#OneTutorial - A practical journey into the Rust Programming Language
This little project will help you touch many topics around Rust, in a small and contained way. It will touch
#What you will build
You can adjust the tutorial to your needs, but I find it more usefull to create something you will actually use. Therefore:
Update and read from a Google Sheet where you store your latest financial information and send out an E-Mail with a summary.
This can be adjuste to:
Update and read from a CSV file where you store your latest financial information and send out an E-Mail with a summary.
If you are not interested in the topic (finance), feel free to adjust it to whatever data inputs you consume a lot and want to automise.
#Before you begin
If you want to go down the Google Sheets route, you need to:
- Create a "Service Account" via the Google Console.
- Create a key which downloads a JSON file you need for the library we are going to use.
- Create a new Google Sheet and share it with the Service Account E-Mail so the secret you just downloaded can read and modify the Google Sheet.
Depending on which external APIs you are going to use, you need to create API keys for them as well. For this tutorial, I am using:
- The coinmarketcap.com API to fetch the latest Crypto prices
- The eodhistoricaldata.com API to fetch ETF prices
- Send a GET request to https://httpbin.org/ip and print the result to the console.
- Send out a request to CMC and fetch the price of BTC.
- Read the API key from an .env file.
- Get the name, symbol, price and 7day of the BTC and store it in a struct.
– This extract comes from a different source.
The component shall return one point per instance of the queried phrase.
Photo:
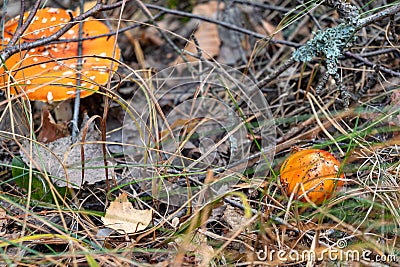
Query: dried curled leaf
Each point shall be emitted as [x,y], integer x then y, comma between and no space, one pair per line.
[122,217]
- Pass the list of currencies to fetch via the CLI.
- Save the result in a CSV file.
- In case the API returns an error, write it out to a log file and abort the application.
- In addition to the coin prices, fetch the price of a random ETF and store it also in a struct.
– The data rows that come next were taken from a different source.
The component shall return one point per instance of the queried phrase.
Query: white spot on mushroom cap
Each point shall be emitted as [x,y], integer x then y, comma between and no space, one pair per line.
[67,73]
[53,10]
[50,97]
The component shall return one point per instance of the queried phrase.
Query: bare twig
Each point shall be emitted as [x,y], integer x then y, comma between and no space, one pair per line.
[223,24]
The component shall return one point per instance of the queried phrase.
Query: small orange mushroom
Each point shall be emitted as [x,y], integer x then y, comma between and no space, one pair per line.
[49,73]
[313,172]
- Add a rows in your Google Sheet with ISN, amount of coins, price, total and a row with the total value of your portfolio.
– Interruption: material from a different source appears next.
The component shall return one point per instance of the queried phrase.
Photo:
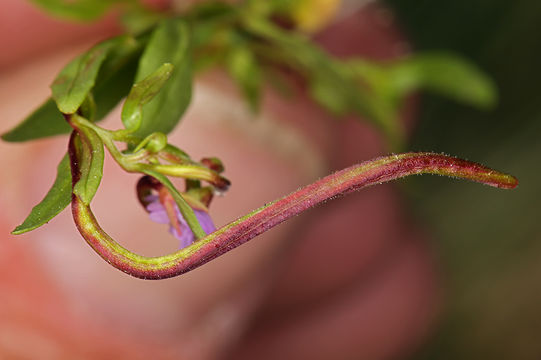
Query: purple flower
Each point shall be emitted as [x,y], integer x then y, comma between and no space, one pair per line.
[169,213]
- Instead of saving the result to a CSV, update your Google sheet.
- Move out your business logic in different modules.
- Build your Rust code and move the binary to a server and run it from there.
- Send out an E-Mail with the coin and ETF overview and redeploy your application/binary.
#Step 1 - Send HTTP request
Solution in branch step_1
#Step 2 - Send paramterised HTTP GET to CMC
Solution in branch step_2
#Step 3 - Read API key from .env instead of hardcoded
Solution in branch step_3
#Step 4 - Store result in custom struct
Solution in branch step_4
#Step 5 - Pass list of currencies via CLI
Solution in branch step_5
#Step 6 - Save results in CSV file
Solution in branch step_6
#Step 7 - Logging and Error handling
Solution in branch step_7
#Step 8 - Fetch ETF from different API
Solution in branch step_8
#Step 9 - Prepare Google Sheets
This step is done in the browser.
#Step 10 - Adding GoogleSheets library
Solution in branch step_10
#Step 11 - Move logic in modules
Solution in branch step_11
#Step 12 - Cross-compile your code via musl
This is done mostly locally.
> rustup target add x86_64-unknown-linux-musl
> cargo build --release --target=x86_64-unknown-linux-musl
You need to add a ssl dependency to
Cargo.toml, and depending on your OS, install other third party packages. The error message is quite helpful.
Solution in branch step_12
#Step 13 - Send out E-Mail
For this, I overcomplicated things a bit to show some nice features of Rust. We can have different types in Rust. And instead of the "EMail-Type" knowing too much how to display information, we let the types themselves decide how to "display" their information in a HTML way. For this, we require types passed down to an E-Mail implement the HTML trait. Later on, we can have a
Vec of Generics, and the "send_email" function has the trait bound to require the types to implement this trait.